At least this is probably the best looking FlatOut game to date. Environments are the best feature, particularly the desert and forest locations, with interesting backgrounds and appropriate track-side props. The weather effects and changing sun positions are also a nice touch. It is a shame the reflections on water look poor, most jarring in the aqueduct tracks. The anti-aliasing is not all that effective, so distant objects look blurry. Shadow range could be better, as there are ugly transitions not that far into the distance. Although the game is mostly bug free there was a rare issue where crossing the finish did not register properly—it actually reset the laps to zero. And some close online races incorrectly awarded the winner, raising serious questions about timing accuracy. Performance was fine throughout, despite a little bit of stuttering with vsync enabled.

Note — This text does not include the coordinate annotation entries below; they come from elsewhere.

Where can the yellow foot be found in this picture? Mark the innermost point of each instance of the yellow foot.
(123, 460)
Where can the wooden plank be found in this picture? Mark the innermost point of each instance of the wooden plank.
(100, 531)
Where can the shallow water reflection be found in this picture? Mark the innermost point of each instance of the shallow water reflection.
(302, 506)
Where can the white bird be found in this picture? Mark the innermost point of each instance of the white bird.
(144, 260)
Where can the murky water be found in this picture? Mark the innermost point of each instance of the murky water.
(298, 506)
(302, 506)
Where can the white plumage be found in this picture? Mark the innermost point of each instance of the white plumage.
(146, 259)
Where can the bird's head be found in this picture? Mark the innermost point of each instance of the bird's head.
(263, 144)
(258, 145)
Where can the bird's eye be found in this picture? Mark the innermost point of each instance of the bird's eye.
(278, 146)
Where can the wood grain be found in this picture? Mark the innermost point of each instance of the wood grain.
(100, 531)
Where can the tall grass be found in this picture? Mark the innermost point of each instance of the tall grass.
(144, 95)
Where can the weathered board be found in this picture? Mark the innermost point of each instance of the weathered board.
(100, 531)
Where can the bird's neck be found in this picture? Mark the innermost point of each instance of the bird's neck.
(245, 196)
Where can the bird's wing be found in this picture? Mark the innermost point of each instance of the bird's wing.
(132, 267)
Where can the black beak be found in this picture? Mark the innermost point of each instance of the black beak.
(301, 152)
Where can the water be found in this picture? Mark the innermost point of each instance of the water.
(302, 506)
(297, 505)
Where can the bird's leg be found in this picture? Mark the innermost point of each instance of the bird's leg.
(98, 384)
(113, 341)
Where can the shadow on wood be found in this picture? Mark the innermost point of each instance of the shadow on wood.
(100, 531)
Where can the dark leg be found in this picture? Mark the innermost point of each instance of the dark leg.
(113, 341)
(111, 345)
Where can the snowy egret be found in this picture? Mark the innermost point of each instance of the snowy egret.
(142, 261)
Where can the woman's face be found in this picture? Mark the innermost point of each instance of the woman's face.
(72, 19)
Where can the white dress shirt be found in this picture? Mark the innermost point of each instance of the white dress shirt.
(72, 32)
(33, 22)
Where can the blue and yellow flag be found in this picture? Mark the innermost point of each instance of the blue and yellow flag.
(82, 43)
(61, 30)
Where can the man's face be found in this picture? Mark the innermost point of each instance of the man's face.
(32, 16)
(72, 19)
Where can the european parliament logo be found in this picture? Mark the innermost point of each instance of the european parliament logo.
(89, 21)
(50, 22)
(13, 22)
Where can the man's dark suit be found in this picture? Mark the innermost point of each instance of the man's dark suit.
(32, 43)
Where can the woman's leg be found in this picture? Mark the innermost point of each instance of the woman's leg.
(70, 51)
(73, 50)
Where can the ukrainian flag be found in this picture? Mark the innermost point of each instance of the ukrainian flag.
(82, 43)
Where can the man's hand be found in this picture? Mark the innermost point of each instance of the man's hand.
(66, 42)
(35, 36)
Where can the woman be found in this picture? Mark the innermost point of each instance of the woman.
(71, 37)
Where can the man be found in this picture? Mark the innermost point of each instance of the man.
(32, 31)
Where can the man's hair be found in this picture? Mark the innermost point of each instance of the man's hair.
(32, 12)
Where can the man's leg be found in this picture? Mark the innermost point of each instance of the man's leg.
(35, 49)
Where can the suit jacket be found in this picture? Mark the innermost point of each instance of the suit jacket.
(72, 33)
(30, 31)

FlatOut 4: Total Insanity is an adequate sequel and a suitable first step for a new developer taking over an older franchise. But it is one that still falls behind. If you have extracted all the fun from its predecessors, then it might be worth a look. Expect to find good track design with fun alternate routes and plenty of destructible objects. Car speed is suitable and there is plenty of encouragement to slam into other drivers. Vehicle destruction is reasonable but not quite where it should be or as entertaining as the older games. Driving the cars is mostly fine, although they have some frustrating stability issues. Stunts and other arcade modes offer a reasonable diversion to mitigate the stagnation of the repetitive career mode. Basically, FlatOut 4 has all the right parts, but the chassis is not quite the right shape to fit them all without some compromises. With any luck, they will all go together after a few more crashes.